Klebnikov launched the Russian edition of Forbes magazine with a sensational
debut issue featuring the "100 richest people in Russia." This
was actually a rather dry reiteration of the biographies of the owners
of Russia. However, it dealt a potentially fatal blow to the myth widely
held both in Russia and the West that Putin's reign has been characterized
by the Kremlin's struggle against Russian's oligarchic capitalism.
But what is portrayed as the struggle against the oligarchic capitalism
in reality is a struggle against two or three political opponents of Vladimir
Putin. On a wider scale, it is a process of replacing Yeltsin-era oligarchs
with representatives of the special services who are personally loyal
to the new regime. When Stalin eliminated prominent communist leaders
such as Trotsky and Zinoviev in 1937, it did not really change the nature
of the power of the nomenklatura. Similarly, Putin's expulsion of Boris
Berezovsky and Vladmir Gusinsky in 2000 did not alter the essence of the
oligarchy's power. New appointees, particularly from the Russian bureaucracy
and law-enforcement agencies, quickly stepped in to take the place of
the exiles. Hence, what is portrayed as the struggle against the oligarchy
is really a struggle between clans and factions within the oligarchy.
Who could have hated Paul Klebnikov enough to order his murder? It could
be anyone on his famous register of the richest people of Russia. Most
of the people listed rose to the heights of power and riches during the
Yeltsin era. While they once might even been proud to make the list, the
billionaires now find themselves targeted by the special services and
perhaps they panicked. They understand very well that the legendary first
issue of Russian Forbes has become a desktop reference in every prosecutor's
office.
The billionaires who are closely aligned with the siloviki could not
forgive Klebnikov for exposing the myth of the dedicated and honest government
official with clean hands, a warm heart, and cool head, determined to
return to the people the treasures stolen by communism.

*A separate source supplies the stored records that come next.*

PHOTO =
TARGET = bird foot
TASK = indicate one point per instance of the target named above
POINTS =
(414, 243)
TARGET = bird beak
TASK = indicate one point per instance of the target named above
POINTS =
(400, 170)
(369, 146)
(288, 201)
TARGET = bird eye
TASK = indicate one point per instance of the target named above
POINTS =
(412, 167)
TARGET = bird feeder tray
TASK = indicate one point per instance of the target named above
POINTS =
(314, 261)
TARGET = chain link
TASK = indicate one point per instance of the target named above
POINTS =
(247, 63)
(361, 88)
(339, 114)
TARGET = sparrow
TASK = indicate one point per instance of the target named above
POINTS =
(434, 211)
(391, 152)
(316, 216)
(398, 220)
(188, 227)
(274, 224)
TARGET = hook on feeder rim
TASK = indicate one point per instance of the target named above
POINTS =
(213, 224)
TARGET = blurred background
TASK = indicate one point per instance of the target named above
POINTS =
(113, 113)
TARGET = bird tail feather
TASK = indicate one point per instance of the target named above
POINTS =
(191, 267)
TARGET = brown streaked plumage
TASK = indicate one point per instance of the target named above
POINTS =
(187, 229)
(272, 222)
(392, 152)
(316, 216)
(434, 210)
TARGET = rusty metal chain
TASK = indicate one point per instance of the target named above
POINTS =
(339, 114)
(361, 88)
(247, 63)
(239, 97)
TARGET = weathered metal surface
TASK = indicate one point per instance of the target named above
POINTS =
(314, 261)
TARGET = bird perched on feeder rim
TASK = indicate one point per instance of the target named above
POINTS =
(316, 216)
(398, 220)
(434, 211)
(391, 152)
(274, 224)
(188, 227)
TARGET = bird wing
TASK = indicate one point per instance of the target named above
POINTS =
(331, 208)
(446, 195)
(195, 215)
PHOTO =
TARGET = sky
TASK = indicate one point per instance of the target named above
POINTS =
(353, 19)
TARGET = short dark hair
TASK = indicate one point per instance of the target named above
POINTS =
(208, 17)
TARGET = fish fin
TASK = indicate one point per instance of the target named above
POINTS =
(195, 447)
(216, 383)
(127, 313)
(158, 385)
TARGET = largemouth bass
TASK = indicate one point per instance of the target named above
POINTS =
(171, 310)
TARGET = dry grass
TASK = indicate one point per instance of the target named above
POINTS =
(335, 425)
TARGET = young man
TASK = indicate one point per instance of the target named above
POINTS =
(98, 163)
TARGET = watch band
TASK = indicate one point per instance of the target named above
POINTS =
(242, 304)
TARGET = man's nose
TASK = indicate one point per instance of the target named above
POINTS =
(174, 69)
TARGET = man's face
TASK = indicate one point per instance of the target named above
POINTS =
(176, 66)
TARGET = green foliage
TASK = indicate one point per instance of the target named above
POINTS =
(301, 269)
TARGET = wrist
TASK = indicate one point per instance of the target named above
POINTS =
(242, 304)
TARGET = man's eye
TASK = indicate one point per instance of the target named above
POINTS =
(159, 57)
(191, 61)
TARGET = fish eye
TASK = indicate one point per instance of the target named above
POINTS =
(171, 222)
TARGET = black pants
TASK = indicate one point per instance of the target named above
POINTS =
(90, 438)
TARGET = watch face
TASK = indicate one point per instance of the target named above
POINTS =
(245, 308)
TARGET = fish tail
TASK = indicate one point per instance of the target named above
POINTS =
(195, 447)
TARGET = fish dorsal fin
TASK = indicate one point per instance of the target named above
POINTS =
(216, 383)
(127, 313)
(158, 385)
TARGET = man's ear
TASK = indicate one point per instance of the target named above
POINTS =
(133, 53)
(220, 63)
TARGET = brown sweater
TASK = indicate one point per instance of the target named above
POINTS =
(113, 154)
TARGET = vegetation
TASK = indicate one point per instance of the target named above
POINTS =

The popularity of Forbes' roll of the 100 richest people in Russia and
the fate of its creator confirm that Putinism is the highest and final
stage of gangster-style capitalism in Russia, wherein the reigning bureaucracy
is eliminating any remnants of democratic freedoms and is no longer even
pretending that it is concerned with the social problems that plague the
overwhelming majority of its people. More importantly, this powerful bureaucracy
is determined to mercilessly eliminate anyone who comes close to exposing
the secrets of its power.
Yuri Shchekochikhin and Paul Klebnikov were killed by the Russian "elite."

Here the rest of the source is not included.